Unless extremely unfavorable physical–chemical properties are the cause of inactivity, exchanging sulfur with oxygen in antimicrobial 2-aminothiazoles on its own is thus probably not sufficient to make a drug from a non-drug. Yet, the use of 2-AMO might prove a useful strategy in smaller drugs to attain desired polarity and hydrophilicity in hit-to-lead optimizations, especially in cases when 2-AMT-containing compounds are excluded from in vitro evaluations due to the application of PAINS filters or due to insufficient water solubility in assays.

We also studied a potential target of the title compounds, MtFabH, and we identified a stable binding mode involving interactions within the described active site. Interactions involved H-bonds and π-interactions with the catalytic triad and other close-by residues. We also rationalized improved antimycobacterial activity due to the favorable 3-substitution of the aroyl fragment. Further computational analyses of binding mode 1 were beyond our intentions, but they are highly encouraged alongside crystallographic determination of the “correct” binding mode.
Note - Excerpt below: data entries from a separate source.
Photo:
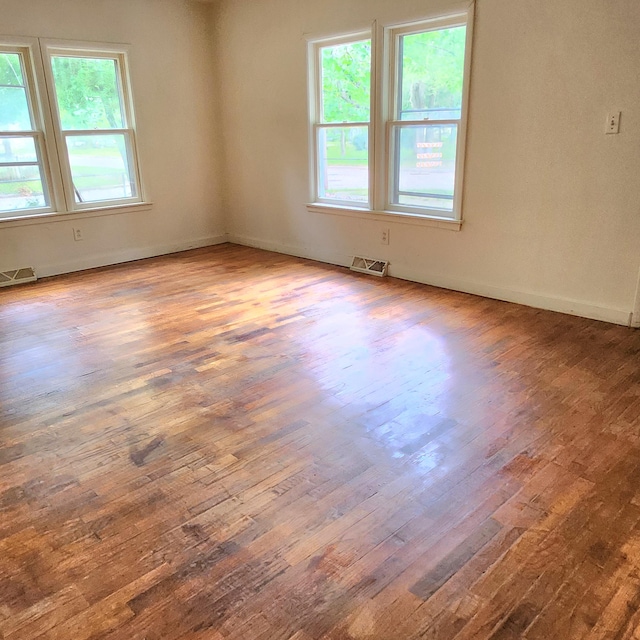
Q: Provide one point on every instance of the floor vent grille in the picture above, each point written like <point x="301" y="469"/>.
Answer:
<point x="17" y="276"/>
<point x="368" y="265"/>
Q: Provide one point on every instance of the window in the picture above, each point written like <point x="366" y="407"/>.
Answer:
<point x="67" y="135"/>
<point x="406" y="158"/>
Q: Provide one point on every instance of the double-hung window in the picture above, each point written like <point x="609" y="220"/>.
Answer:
<point x="388" y="119"/>
<point x="67" y="129"/>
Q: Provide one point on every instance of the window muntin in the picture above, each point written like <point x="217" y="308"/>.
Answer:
<point x="93" y="117"/>
<point x="429" y="83"/>
<point x="23" y="182"/>
<point x="67" y="144"/>
<point x="342" y="128"/>
<point x="418" y="86"/>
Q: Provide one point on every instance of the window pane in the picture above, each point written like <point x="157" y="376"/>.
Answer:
<point x="87" y="92"/>
<point x="21" y="188"/>
<point x="11" y="70"/>
<point x="346" y="82"/>
<point x="100" y="167"/>
<point x="18" y="150"/>
<point x="14" y="109"/>
<point x="425" y="165"/>
<point x="343" y="166"/>
<point x="431" y="74"/>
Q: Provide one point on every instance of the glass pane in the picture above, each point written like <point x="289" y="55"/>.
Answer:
<point x="88" y="93"/>
<point x="14" y="109"/>
<point x="18" y="150"/>
<point x="11" y="70"/>
<point x="431" y="74"/>
<point x="425" y="166"/>
<point x="21" y="188"/>
<point x="343" y="166"/>
<point x="346" y="82"/>
<point x="100" y="167"/>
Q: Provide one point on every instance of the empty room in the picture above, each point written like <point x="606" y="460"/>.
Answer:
<point x="319" y="319"/>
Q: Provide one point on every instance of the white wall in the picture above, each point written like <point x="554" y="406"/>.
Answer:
<point x="175" y="96"/>
<point x="551" y="204"/>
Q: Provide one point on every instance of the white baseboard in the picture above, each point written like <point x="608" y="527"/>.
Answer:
<point x="405" y="272"/>
<point x="125" y="255"/>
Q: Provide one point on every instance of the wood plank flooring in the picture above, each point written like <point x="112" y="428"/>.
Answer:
<point x="230" y="444"/>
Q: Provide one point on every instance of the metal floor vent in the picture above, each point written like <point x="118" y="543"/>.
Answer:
<point x="17" y="276"/>
<point x="368" y="265"/>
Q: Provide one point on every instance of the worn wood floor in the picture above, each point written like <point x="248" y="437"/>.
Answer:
<point x="229" y="444"/>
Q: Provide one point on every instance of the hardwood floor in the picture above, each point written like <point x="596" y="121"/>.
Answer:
<point x="229" y="444"/>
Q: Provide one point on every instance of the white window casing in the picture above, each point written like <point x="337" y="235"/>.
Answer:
<point x="438" y="163"/>
<point x="67" y="155"/>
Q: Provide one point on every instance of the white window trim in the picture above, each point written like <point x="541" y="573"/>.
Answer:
<point x="54" y="160"/>
<point x="384" y="40"/>
<point x="315" y="111"/>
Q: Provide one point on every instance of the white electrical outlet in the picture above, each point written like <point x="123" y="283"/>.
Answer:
<point x="613" y="123"/>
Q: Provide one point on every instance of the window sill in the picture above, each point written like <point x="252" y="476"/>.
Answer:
<point x="93" y="212"/>
<point x="396" y="216"/>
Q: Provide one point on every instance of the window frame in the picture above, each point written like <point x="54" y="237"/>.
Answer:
<point x="384" y="94"/>
<point x="29" y="51"/>
<point x="54" y="159"/>
<point x="316" y="115"/>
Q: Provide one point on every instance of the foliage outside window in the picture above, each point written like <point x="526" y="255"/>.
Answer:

Considering that only a few substituents were investigated in this study, the introduction of other small to medium-sized substituents to either fragment of the title compounds, as done previously, e.g., by Meissner [21] or Zitko [11], could show more detailed SAR in the 2-aminooxazole series, which was not the main goal of this study but it is planned in future.